Man pflegt gern zu vergessen, dass nach jeder größeren Krise während der letzten hundert Jahre neue staatliche Regeln, gerade im Finanzbereich, festgelegt wurden. Der New Deal Franklin D. Roosevelts, der auf die Weltwirtschaftskrise 1929 folgte, begann mit einer harsch durchgesetzten, strengen Regulierung der Banken, und die US-Bilanzskandale der Jahrtausendwende hatten die strengen Börsenaufsichtsgesetze des Sarbanes-Oxley-Act zur Folge. Gleich mehrfach verwies die Bundesbank auf das abschreckende Beispiel der Pleite der Danat-Bank im Jahr 1931. Damals hatte die Reichsbank jede Hilfe verweigert. Die Folgen waren nicht nur Menschenschlangen vor den Bankhäusern, sondern auch verstärkte Krisenerscheinungen in der gesamten Nationalökonomie.

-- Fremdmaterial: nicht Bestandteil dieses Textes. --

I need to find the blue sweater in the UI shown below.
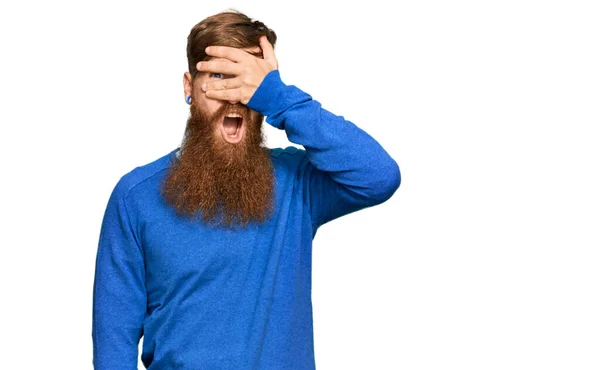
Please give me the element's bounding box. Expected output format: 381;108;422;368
92;70;400;370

Hier wird deutlich, dass das Überleben des Kapitalismus entgegen den landläufigen Auffassungen gerade darauf beruht, keine Marktwirtschaft zu sein. Zwar zirkulieren die Waren auf Märkten. Deren Funktionieren und die Reproduktion des Kapitals hängen aber weitestgehend von den staatlichen Garantien und, noch mehr, von staatlichen Einschränkungen ab. Schon in Marx’ »Kapital« finden sich die Betrachtungen über die Notwendigkeit der englischen Fabrikgesetzgebung, ohne die der zeitweise freie Arbeitsmarkt innerhalb von drei Jahrzehnten den Nachschub an Lohnarbeitern fast zum Erliegen gebracht hätte. Und die stetigen Überakkumulationskrisen strafen alle Behauptungen, die »unsichtbare Hand« des Marktes werde alles ins Gleichgewicht bringen, Lügen. So bedeutete bereits die erste Wirtschaftskrise des modernen Kapitalismus ab 1873 das Ende des Zeitalters des Marktvertrauens, selbst im Heimatland des Kapitalismus. Der alte Witz, nach dem die Hand unsichtbar ist, weil sie nicht existiert, bestätigt sich in jeder Krise. Auch die für die Finanzmärkte aus der »unsichtbaren Hand« abgeleitete Theorie der effizienten Märkte, die besagt, dass die Kurse an den Börsen akkurat abbilden, was öffentlich über die jeweiligen Wertpapiere bekannt ist, wurde zum wiederholten Male widerlegt – diesmal durch die Bewertung der Hypothekenfonds.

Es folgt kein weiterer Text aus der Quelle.